To calculate the random error in a set of measurements this is what I would do.
- Get the standard deviation of the measurements:
$$ \sigma=\sqrt{\frac{1}{N-1}\Sigma_{i=1}^N(x_i-\bar{x})^2} $$ Where $N$ is the number of repeats, $x_i$ is the value of each sample, $\bar{x}$ is the mean, and $\sigma$ is the standard deviation.
The standard error of the mean: $$ s_\bar{x}=\frac{\sigma}{\sqrt{N}} $$
Obtain the random error using a t distribution: $$ \varepsilon_{rnd}=±t_{N-1}*s_\bar{x} $$
The problem is, if I have a measurement with a single reading of a given value, this method for random error calculation is clearly no longer applicable.
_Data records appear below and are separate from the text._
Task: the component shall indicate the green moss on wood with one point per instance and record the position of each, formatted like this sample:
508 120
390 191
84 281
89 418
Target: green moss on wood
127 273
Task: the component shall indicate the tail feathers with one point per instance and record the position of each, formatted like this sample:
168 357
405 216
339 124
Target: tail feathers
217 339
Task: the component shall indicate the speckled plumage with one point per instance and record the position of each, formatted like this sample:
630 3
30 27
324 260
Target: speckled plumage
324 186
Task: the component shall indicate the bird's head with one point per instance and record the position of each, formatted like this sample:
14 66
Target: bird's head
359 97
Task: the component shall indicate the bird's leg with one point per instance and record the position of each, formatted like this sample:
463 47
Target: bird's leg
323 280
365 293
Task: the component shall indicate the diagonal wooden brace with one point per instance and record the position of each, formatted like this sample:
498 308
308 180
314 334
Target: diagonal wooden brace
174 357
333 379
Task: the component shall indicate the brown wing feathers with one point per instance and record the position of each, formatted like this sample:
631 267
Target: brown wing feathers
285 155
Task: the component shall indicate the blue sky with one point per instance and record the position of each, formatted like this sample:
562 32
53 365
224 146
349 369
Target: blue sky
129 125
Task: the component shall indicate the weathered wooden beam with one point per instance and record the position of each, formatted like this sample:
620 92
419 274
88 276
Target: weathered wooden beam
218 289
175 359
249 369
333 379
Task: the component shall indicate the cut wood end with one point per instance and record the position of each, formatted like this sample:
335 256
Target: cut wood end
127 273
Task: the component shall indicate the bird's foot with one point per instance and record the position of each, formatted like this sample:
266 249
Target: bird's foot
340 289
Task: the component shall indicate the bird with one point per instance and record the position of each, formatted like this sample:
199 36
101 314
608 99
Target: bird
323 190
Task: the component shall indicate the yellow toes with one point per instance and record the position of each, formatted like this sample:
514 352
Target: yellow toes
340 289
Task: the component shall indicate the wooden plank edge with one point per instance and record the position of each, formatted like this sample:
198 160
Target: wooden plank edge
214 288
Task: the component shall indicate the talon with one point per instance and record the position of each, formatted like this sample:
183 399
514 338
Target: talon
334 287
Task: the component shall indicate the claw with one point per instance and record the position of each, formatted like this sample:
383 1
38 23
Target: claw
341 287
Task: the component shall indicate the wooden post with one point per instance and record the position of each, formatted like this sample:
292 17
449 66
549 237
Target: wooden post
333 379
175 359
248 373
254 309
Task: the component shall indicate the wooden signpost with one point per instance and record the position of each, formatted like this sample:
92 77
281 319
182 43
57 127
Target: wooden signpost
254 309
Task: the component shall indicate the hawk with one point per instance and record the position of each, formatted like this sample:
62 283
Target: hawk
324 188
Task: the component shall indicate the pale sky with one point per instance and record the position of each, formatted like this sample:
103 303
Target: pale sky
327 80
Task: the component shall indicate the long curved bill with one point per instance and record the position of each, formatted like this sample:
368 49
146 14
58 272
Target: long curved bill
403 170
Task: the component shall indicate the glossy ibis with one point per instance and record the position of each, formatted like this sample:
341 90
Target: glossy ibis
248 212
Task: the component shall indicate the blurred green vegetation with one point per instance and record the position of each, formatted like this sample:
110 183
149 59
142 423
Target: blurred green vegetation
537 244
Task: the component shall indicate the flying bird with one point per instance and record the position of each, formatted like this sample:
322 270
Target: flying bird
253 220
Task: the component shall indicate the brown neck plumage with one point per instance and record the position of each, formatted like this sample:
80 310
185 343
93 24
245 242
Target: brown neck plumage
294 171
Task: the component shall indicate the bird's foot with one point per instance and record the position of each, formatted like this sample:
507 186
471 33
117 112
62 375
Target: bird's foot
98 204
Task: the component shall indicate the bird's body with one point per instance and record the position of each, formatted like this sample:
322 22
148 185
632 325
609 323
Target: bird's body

Therefore, how would you go about calculating the random error in a for a sample set where N=1? Is that even possible?
Thanks for your time!
Usually it depends heavily on the model, that we are considering. A very common model is to assume that data follows a normal distribution $N(\mu,\sigma^2)$. If data follows a normal distribution, then the most reasonable estimates are given by $$\hat{\mu}=\bar{x}= \frac1n \sum_{i=1}^n x_i \quad \text{ and } \quad \hat{\sigma} = \sqrt{\frac{1}{n-1}\sum_{i=1}^n (x_i - \bar{x})^2},$$ but in this model it is quite obvious, that we cannot give a reasonable estimate of $\sigma$ when we only have a single observation.
Another common model is to assume that data follow a poisson distribution $\operatorname{poisson}(\lambda)$. A remarkable thing about the poisson distribution is, that if $X \sim \operatorname{poisson}(\lambda)$, then $$\operatorname{E}[X]=\lambda = \operatorname{Var}(X).$$ So for $\operatorname{poisson}$ data we have $\mu = \sigma^2$ and we would thus estimate $$\hat{\mu} = \hat{\lambda}=\bar{x} \quad \text{ and } \quad \sigma = \sqrt{ \hat{\lambda} } = \sqrt{\bar{x}},$$ and in particular if we only have one observation $x_1$, then we could estimate the mean and standard deviation as $x_1$ and $\sqrt{x_1}$ respectively without any problems. Asymptotic theory even tells us that if $\lambda$ is fairly large, then the poisson distribution is close to a normal distribution, so we could even make an approximate $(1-\alpha)\cdot 100$% confidence interval for $\lambda$ as $$x_1 \pm z_{1-\alpha/2}\sqrt{x_1} \quad \quad \text{($z_{1-\alpha/2}$ is a normal quantile)}$$ using just a single observation.